For giggles, here's the review of the Gibson Cat-Back Exhaust System
I did for Nissan Sport Magazine
"After we installed the Stillen Supercharger
on the Project Pathfinder late last year, our zero to 60 times dropped to down into the 5.5 second range, a truly impressive number for a 5000lb vehicle.
Unfortunately our itch for more off-road worthy truck tires took a firm hold after a blowout in the wilds of Death Valley National Park
, 40 miles from the nearest paved road. The 285/75-16 BFGoodrich All-Terrain T/A KOs
look truly impressive being 20mm wider and 2.5" larger in diameter than stock, yet still fitting within the fenders with only some minor heat-gun work to the liners, and even fits in the full-sized spare well.
The downside however is that with 3.5% taller gearing and a whopping 20 lbs more weight per tire, our 0-60 times fell to the low to mid 6 second range.
To cure this self inflicted anemia, two power enhancing possibilities presented them selves, and we decided what could be better than a true Dyno Tested comparison? In one corner, Gibson Performance's complete cat-back exhaust system. In the other corner, precision hand crafted by child artisans in China, a pair of "V6 Kompressor" badges from eBay
Could the Gibson's beautiful stainless steel mandrel bent tubing come close to providing the performance of placing a cool sounding German words on the side of the truck? Would the chrome-look plastic letters from China out gleam the Gibson's chrome exhaust tip without giving us lead poisoning?
Could the inconsistent letter alignment on the Kompressor badges compare with the frustration of getting the asymmetrical slip-fit Gibson muffler aligned properly?
We were DETERMINED to find out.
First up, Bling Power from China! After some intense research on images.google.com, we found that the Kompressor badges on various Mercedes vehicles are often installed on the front fender, rearward of the front wheel, parallel to the ground and on level with the uppermost edge of the wheel rim. We were a little worried, positioning such bling is critical for proper operation, and the Pathfinder doesn't have long enough fenders to fit any badging. We finally decided that on the leading edge of the door, just above the body cladding, was the optimal alternative for blingage installation. When we put the truck on the Dynojet Dynamometer at The Mustang Ranch in San Jose CA
we were not disappointed. 300HP and 270 lb-feet of torque at the wheels was in line with what we expected with 40 lbs of extra rubber to spin since our last test (before the tires we clocked 320HP).

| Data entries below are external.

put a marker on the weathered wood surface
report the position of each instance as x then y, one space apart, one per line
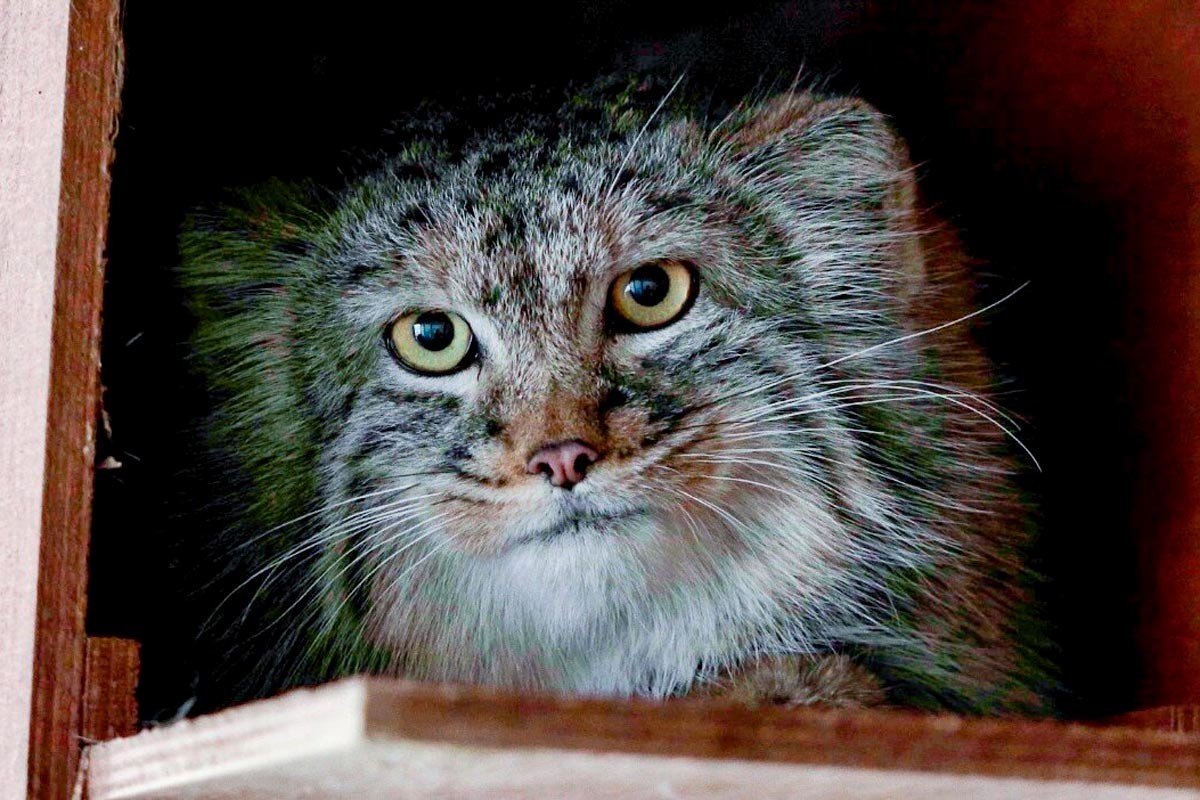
33 67
88 130
109 689
372 738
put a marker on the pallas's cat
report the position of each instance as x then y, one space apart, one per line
612 397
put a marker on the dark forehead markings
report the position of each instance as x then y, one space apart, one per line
411 172
667 200
493 163
415 214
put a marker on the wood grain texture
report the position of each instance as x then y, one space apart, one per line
109 691
89 127
366 737
1176 719
33 66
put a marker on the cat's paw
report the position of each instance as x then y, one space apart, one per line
832 680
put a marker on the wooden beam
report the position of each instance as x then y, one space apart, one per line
109 691
89 127
33 77
373 738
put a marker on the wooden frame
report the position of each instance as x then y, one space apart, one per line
60 66
59 88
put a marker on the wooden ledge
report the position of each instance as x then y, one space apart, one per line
373 738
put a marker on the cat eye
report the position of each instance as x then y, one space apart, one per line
652 296
431 342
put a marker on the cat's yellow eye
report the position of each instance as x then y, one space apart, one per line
432 342
653 295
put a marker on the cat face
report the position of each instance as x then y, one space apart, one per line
533 282
593 409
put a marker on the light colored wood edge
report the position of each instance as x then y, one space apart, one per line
109 691
89 128
33 68
303 723
271 732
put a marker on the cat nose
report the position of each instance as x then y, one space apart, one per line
564 463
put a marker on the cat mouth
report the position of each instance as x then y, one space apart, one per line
582 522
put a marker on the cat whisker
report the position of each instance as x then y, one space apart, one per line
327 537
928 331
637 138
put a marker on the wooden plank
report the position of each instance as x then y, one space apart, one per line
33 64
89 126
367 738
109 692
1177 719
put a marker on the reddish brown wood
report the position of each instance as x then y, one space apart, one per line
891 740
94 78
377 726
109 692
1175 719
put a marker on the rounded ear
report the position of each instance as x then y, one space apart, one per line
838 160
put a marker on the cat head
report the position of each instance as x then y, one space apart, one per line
624 348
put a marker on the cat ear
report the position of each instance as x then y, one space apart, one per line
833 161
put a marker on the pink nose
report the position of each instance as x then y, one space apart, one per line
565 463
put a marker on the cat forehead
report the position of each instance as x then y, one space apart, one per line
547 232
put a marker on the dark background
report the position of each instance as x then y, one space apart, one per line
226 94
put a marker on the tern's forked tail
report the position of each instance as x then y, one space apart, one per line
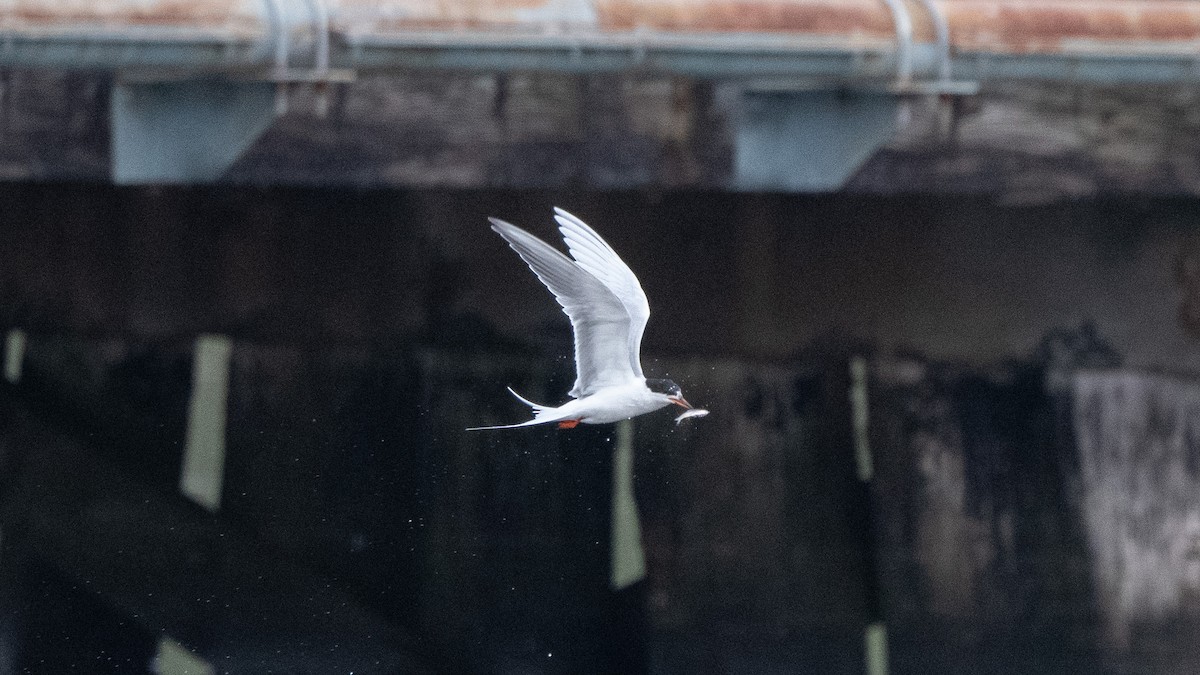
541 414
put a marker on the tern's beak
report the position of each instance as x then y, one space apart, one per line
679 401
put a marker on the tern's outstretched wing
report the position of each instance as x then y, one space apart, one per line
603 326
594 255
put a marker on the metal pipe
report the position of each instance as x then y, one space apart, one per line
845 40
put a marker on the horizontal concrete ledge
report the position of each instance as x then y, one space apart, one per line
1109 42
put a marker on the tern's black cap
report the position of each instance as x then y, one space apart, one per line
666 387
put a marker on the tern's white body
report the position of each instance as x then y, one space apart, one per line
609 311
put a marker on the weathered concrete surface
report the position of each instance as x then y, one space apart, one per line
759 275
1138 479
1019 143
983 562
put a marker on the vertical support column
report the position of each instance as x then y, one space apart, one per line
203 472
15 354
174 658
875 637
628 560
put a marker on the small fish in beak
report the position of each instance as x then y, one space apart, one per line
691 412
679 401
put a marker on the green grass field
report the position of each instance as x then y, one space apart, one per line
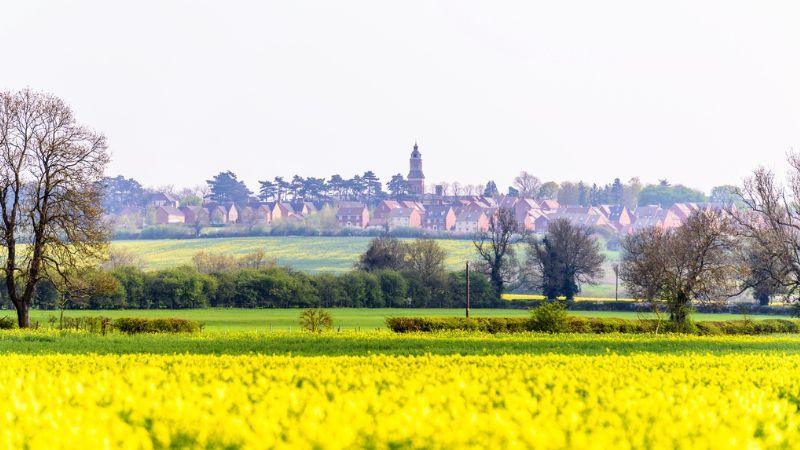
216 319
310 254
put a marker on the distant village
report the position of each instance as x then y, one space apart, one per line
414 209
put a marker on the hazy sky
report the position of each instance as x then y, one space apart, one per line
698 92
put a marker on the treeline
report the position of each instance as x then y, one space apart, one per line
255 282
120 192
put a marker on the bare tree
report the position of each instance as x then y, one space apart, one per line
694 262
643 261
426 258
51 169
564 259
769 224
496 254
528 185
457 189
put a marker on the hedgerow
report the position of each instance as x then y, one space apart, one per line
585 325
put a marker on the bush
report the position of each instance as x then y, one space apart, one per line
7 323
98 324
584 325
485 324
316 320
137 325
550 317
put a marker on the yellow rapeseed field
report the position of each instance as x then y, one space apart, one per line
549 401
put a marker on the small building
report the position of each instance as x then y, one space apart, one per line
404 218
158 199
439 217
195 215
549 205
352 215
380 216
471 221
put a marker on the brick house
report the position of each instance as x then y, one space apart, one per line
158 199
352 215
470 221
404 218
380 216
195 215
439 217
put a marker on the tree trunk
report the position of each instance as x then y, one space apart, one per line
23 319
679 312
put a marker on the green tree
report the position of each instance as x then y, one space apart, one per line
566 257
398 186
225 187
666 195
491 189
548 191
394 288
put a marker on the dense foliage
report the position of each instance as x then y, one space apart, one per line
278 287
550 320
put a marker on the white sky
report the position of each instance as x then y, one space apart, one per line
698 92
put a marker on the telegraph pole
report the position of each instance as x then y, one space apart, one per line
467 289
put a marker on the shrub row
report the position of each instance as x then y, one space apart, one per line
137 325
277 287
283 229
128 325
585 325
627 305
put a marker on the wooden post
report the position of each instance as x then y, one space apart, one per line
467 289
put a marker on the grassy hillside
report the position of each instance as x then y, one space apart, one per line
313 254
310 254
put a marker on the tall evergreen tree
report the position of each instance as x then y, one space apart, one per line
268 191
398 186
225 187
491 189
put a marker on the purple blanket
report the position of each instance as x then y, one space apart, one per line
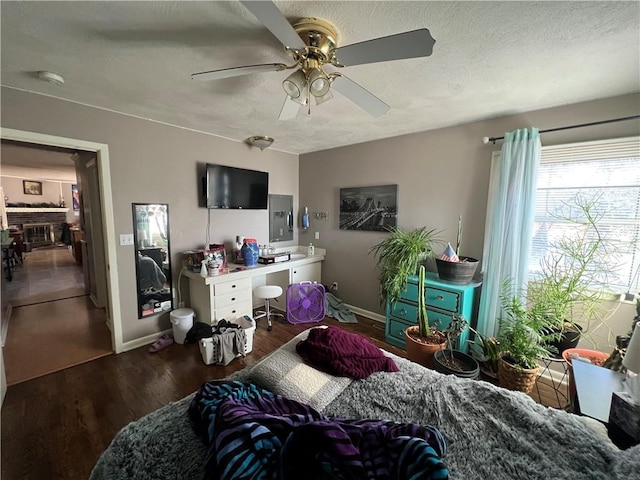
344 354
255 434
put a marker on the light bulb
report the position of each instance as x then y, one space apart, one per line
294 84
318 83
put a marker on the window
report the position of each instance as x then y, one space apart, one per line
607 173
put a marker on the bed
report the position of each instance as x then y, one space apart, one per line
490 433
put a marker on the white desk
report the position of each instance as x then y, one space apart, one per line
229 295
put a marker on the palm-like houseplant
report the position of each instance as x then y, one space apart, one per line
568 289
398 256
522 336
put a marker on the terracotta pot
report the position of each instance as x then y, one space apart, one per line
516 378
441 365
420 351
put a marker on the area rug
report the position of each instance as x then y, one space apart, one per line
48 337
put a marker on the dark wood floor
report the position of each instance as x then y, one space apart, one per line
56 426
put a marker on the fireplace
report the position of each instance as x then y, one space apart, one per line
39 234
41 226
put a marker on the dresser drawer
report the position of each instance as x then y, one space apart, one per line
230 287
395 331
232 312
410 293
232 298
405 311
438 319
443 299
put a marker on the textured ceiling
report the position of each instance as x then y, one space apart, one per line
490 59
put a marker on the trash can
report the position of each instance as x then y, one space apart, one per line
181 322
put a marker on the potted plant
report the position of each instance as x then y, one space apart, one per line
423 340
569 286
521 336
487 353
454 362
455 268
398 256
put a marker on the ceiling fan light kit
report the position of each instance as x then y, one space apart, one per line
313 44
260 141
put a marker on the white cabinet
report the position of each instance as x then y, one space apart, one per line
230 295
226 300
311 272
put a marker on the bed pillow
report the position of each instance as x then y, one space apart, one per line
285 373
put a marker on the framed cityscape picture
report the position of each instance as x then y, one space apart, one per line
32 188
369 208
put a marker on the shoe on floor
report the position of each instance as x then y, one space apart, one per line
163 342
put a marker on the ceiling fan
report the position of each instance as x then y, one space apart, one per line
313 45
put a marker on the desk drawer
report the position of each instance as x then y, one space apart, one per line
232 298
232 312
443 299
230 287
405 311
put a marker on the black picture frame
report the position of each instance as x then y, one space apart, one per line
369 208
31 187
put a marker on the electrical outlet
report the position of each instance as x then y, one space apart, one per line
126 239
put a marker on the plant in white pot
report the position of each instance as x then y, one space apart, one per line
455 268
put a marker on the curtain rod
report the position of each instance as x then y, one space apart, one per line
486 140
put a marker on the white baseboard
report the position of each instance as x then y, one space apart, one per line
366 313
141 342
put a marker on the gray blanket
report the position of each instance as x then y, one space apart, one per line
492 433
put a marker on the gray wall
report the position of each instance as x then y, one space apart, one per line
153 162
441 174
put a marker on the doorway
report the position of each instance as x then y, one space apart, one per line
105 219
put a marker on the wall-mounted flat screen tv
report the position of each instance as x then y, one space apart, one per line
236 188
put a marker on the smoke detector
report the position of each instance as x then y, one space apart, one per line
51 77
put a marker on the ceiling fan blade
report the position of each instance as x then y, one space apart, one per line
360 96
237 71
417 43
272 18
289 110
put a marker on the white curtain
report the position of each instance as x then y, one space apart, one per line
508 229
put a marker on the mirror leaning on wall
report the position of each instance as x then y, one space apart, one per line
153 258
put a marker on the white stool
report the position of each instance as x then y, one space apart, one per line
267 292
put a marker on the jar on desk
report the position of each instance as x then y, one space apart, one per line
250 252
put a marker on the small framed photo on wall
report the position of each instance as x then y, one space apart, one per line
32 188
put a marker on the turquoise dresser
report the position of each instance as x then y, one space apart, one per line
443 299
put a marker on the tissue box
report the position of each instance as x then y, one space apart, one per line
625 415
207 347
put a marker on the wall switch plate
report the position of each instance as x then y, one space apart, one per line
126 239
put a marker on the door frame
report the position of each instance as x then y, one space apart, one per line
114 319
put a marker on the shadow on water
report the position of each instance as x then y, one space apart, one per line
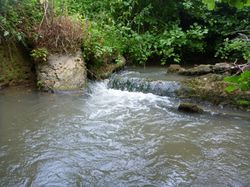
108 137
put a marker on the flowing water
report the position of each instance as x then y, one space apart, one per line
108 137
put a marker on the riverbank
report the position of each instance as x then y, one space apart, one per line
16 66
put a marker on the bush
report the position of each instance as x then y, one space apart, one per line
103 44
61 34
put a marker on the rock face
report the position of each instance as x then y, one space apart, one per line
190 108
62 73
220 68
211 87
162 88
173 68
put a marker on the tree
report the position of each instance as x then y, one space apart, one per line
234 3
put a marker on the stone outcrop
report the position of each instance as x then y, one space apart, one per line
211 87
190 108
61 73
219 68
106 70
162 88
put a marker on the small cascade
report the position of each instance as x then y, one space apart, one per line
138 84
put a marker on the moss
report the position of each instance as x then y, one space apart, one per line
211 88
106 69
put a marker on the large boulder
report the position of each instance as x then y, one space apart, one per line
62 73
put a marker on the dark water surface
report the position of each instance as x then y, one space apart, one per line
108 137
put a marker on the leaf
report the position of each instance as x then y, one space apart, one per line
6 33
245 75
231 88
244 102
233 79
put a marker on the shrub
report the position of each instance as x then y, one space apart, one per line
61 34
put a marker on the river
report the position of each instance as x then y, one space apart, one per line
109 137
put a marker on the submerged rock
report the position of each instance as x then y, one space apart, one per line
219 68
62 73
211 87
162 88
190 108
173 68
198 70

Next up, Rumbling American Power! The install of the Gibson Performance Exhaust was fairly straightforward, even when simply working under a truck on a pair of jack stands, just a few notes worth mentioning: You have to attack the slip fit bracket holding the tail pipe to the stock muffler to be able to thread it out over the rear sub frame, a Dremel with cut-off wheel worked great. While the Y-pipe looks beautiful, the tubes going into the Cat flanges weren't terribly straight, leading to one side of the tubing inside the flange poking out into the flow, so some quick work with a small ball-pine hammer and Dremel with grinding wheel cleaned that up nice. Test all slip-fits first before installing, because pulling parts back off to fix bent lips isn't any fun. The muffler is round, with in and out pipes on each end poking out opposite sides of the centerline, therefore clocking it correctly is critical, and a big pair of vice grips with curved jaws made that process %1000 times easier.
Getting the tail tube aligned right to not rub the rear sub frame or body actually wasn't as hard as expected once we had the muffler aligned right.
The first start gave a thrilling deep growl, we were delighted, however after the first few test drives we became less so. The deep resonance isn't super loud, but it IS there ALL THE TIME when at partial throttle under about 2500 RPM. Turning up the radio can mask it, but on long road trips the noise would eventually drive us batty. Alternatively, when you jumped on the gas hard, no sound at all, no rasping wail, no singing valves, nothing to add harmony to the supercharger's inspiring whine. We understand some people like that glass-pack style "all bass" exhaust note, but our personal preference leans much more towards the quiet cruising yet WOT snarling sound of a BMW M3 or Ferrari.
But how did it perform you ask?? Could the American Rumble beat the Chinese Bling?!? We headed back to the 'Ranch as soon as possible, just a couple days after the install, the air temp being just an SAE corrected 4 degrees warmer than for the previous test and the barometric pressure also all but identical.
At length after repeated tests and some serious head-scratching our patriotic aspirations were finally dashed, the Gibson Performance Exhaust
*lost* one HP and 4 lb-feet of torque at the wheels. And it's not even just the peak numbers, it develops less torque for the meat of the curve all the way from 4300RPM to 6000RPM. Even a subsequent ECU reset, just to be sure Nissan wasn't outsmarting us, did nothing but slow us down further in G-Tech
tested quarter mile test runs.
So the V6 Kompressor badges stay, the Gibson Performance Exhaust is voted off the island, and we're back to the drawing board in the never ending quest for more power."